Have you ever checked your Facebook messages and found pronouncements of love from strangers? Or messages from people you haven’t seen or thought about in 15 years? I have.
Below are two gents who somehow found me and attempted to woo me.
I have no idea where these guys found me, as their Facebook say they’re based in different African countries. However, if I get really desperate in my dating life, perhaps I’ll give one of them a shot.
The weirdest kind of message is the one that comes from someone you knew in a past life. The following example comes from a guy I knew back in middle school. I have no idea what any of this means.
Sorry you hate yourself, but I don’t really know you anymore and thus have no desire to help you by letting you use me as a “human ashtray”.
What makes people think it’s normal to reach out via social media in this way? It’s not an attractive quality. In fact, it’s kind of ballsy. Your Facebook has replaced your eyes as the window to the soul. You are who you want to be on your page. You curate it and perfect it to make yourself seem desirable and fun to anyone who deems to cyber stalk you.
In this way, strangers who send me these messages are giving me complete access to their lives without 1) ever having met me or 2) not having seen me since I was the 12-year-old with giant glasses and massively crooked teeth. Do you really want to put yourself out there in that way? Even when chatting up someone in person, they cannot immediately glean this kind of information. Introduce yourself with just your first name and you’re still safe from the online stalking that most modern daters are wont to do. Introduce or re-introduce (in the case of ashtray up there) yourself on Facebook and you’re giving them immediate reason to delve into who you are without even having to type in google.com.
When looking back through my old messages in the depths of my message folder, I cannot believe how many unfamiliar people pop up. Some from college, asking for advice. Some from high school, sending me strange messages because they’d been hacked or clicked on a virus. And in this case, one who is looking for a drug deal.
Whoever this was, it looks like they bounced from FB world. Wish I could remember having this conversation. Also, as an aside, I’m super against people using Adderall when it isn’t prescribed to them. I think it gives non-users a disadvantage and punishes us for doing honest work with the attention spans we’re born with. But that’s just me. And I’m judgmental. And kind of a suck-up. Anyone want to date me now?

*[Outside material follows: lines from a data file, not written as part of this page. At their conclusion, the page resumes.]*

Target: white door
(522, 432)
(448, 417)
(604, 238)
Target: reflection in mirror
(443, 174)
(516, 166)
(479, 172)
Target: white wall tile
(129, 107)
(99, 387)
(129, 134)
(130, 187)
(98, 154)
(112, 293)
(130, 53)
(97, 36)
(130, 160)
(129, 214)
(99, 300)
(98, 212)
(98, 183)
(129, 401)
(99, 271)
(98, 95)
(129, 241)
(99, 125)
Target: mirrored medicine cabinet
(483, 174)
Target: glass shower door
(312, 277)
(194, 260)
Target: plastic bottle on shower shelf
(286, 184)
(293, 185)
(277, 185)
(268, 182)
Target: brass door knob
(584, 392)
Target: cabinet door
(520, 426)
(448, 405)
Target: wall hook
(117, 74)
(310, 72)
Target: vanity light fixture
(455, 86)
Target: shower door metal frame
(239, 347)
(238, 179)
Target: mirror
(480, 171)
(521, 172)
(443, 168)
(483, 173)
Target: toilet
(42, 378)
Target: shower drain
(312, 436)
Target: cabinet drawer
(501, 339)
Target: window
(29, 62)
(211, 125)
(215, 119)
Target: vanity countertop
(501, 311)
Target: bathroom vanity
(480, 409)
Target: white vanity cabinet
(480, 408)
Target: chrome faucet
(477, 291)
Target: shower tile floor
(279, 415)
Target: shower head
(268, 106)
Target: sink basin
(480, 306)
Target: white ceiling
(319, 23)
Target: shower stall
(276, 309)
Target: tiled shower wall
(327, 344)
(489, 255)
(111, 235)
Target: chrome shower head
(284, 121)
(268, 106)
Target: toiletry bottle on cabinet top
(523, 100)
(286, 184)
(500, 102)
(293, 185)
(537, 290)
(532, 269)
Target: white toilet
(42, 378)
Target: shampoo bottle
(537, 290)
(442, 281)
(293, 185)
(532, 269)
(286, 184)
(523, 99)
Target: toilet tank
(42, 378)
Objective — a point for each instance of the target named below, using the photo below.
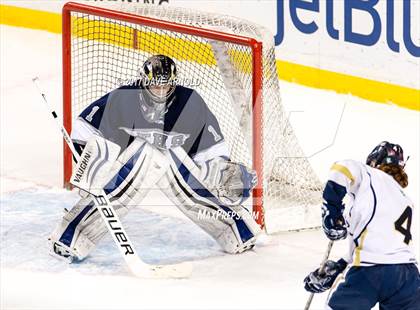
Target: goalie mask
(386, 153)
(159, 83)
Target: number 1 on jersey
(398, 224)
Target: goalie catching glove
(319, 281)
(231, 182)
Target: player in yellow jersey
(377, 222)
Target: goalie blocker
(212, 190)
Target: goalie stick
(321, 270)
(138, 267)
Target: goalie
(155, 133)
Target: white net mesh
(107, 52)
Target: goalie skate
(61, 251)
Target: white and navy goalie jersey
(379, 213)
(186, 122)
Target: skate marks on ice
(28, 217)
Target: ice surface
(329, 127)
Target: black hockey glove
(333, 223)
(317, 282)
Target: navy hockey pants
(394, 287)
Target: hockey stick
(321, 270)
(114, 226)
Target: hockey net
(229, 61)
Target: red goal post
(257, 65)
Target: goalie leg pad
(233, 227)
(134, 173)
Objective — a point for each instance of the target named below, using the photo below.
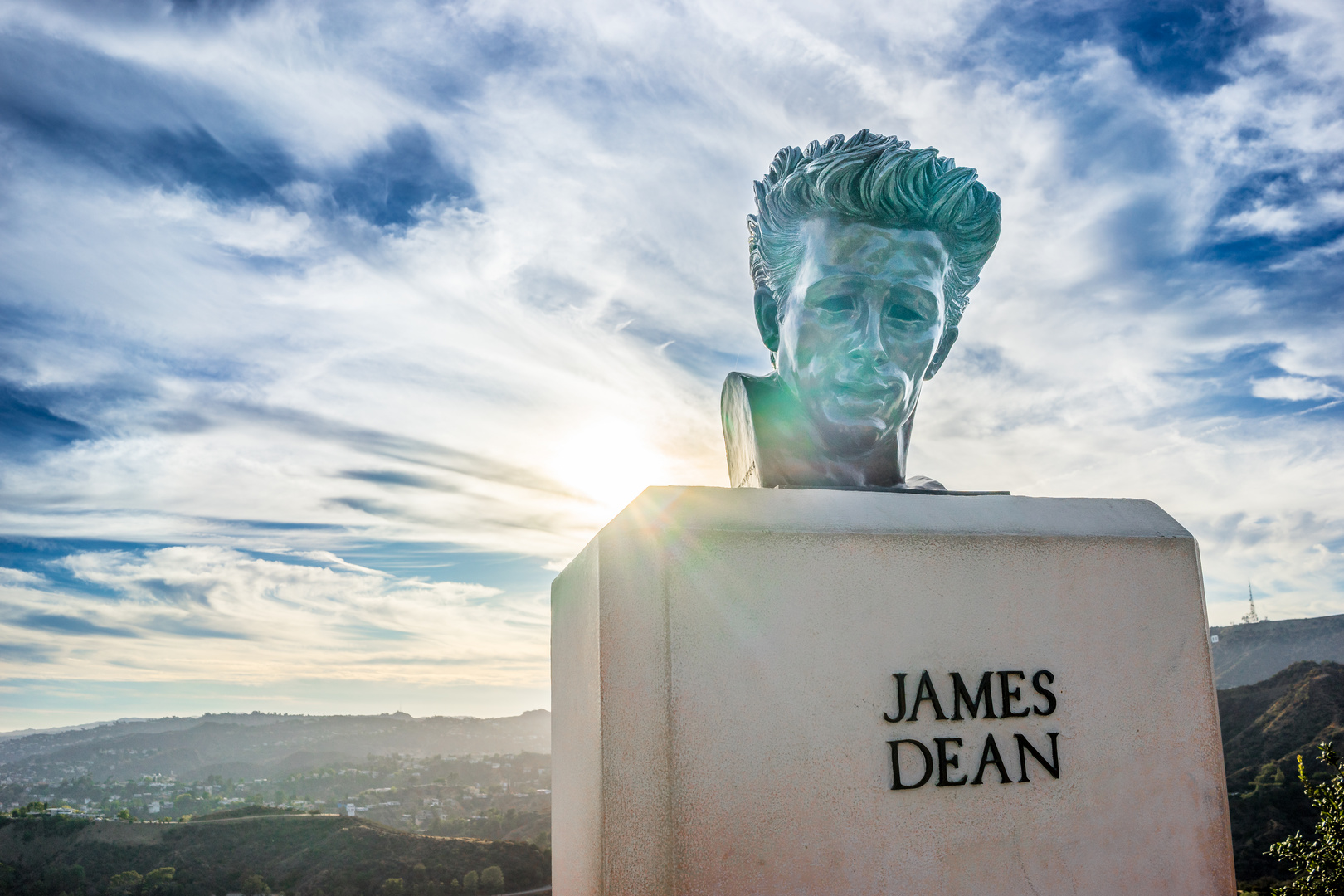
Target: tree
(158, 880)
(1319, 863)
(492, 880)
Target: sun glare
(609, 462)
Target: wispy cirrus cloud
(403, 281)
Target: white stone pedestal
(724, 661)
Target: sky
(331, 331)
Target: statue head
(863, 253)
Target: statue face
(862, 328)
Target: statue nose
(869, 347)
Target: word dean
(1012, 704)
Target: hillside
(1266, 726)
(297, 853)
(1248, 653)
(257, 744)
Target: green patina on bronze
(863, 253)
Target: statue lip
(864, 391)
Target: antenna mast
(1250, 617)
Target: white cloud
(1293, 388)
(491, 377)
(217, 614)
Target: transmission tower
(1252, 616)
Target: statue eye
(903, 314)
(838, 305)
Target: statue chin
(773, 442)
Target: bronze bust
(863, 253)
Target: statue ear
(767, 317)
(949, 336)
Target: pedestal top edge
(827, 511)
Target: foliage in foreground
(1317, 863)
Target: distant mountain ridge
(258, 744)
(1253, 652)
(1265, 727)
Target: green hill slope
(1266, 726)
(299, 855)
(1249, 653)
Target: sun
(608, 461)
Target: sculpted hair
(882, 182)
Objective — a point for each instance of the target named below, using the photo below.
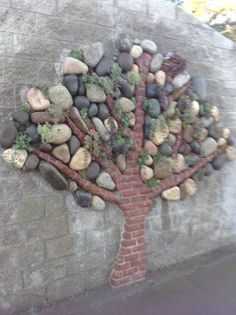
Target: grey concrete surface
(50, 248)
(203, 287)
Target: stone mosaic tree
(123, 129)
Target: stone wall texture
(49, 247)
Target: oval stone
(80, 160)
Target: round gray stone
(53, 176)
(104, 66)
(125, 61)
(8, 133)
(81, 102)
(71, 82)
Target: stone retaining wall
(50, 248)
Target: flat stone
(152, 90)
(181, 79)
(208, 146)
(104, 66)
(78, 120)
(93, 110)
(149, 46)
(111, 125)
(31, 163)
(103, 111)
(82, 87)
(62, 153)
(93, 54)
(162, 169)
(37, 100)
(104, 180)
(81, 102)
(74, 66)
(125, 61)
(121, 162)
(8, 133)
(190, 187)
(126, 105)
(43, 117)
(175, 126)
(160, 77)
(171, 140)
(124, 42)
(93, 171)
(83, 198)
(127, 89)
(199, 86)
(101, 129)
(15, 157)
(165, 149)
(230, 153)
(74, 144)
(154, 109)
(161, 133)
(71, 82)
(60, 96)
(98, 203)
(45, 147)
(171, 194)
(188, 133)
(32, 132)
(136, 51)
(80, 160)
(21, 117)
(150, 147)
(60, 133)
(146, 172)
(179, 164)
(208, 169)
(95, 93)
(156, 63)
(219, 161)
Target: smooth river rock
(15, 157)
(8, 133)
(53, 176)
(171, 194)
(74, 66)
(60, 96)
(37, 100)
(80, 160)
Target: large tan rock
(80, 160)
(190, 187)
(161, 132)
(171, 194)
(74, 66)
(62, 153)
(60, 133)
(179, 164)
(15, 157)
(37, 100)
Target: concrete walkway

The point I’m trying to make here is this: Reaching out to strangers or near-strangers on Facebook is usually a terrible idea. Unless you have questions about something professional, like a job or internship, or are planning a surprise party for a mutual friend (I’ve been in both of these situations multiple times), no one wants to hear from you. Do not hit on people this way. Just go back to the somewhat anonymous dating sites like Ok Cupid and Tinder. Trust me. You don’t want potential dates to write you off based on your drunken photos without ever having met you. Because once they see those, you’re done. Game over.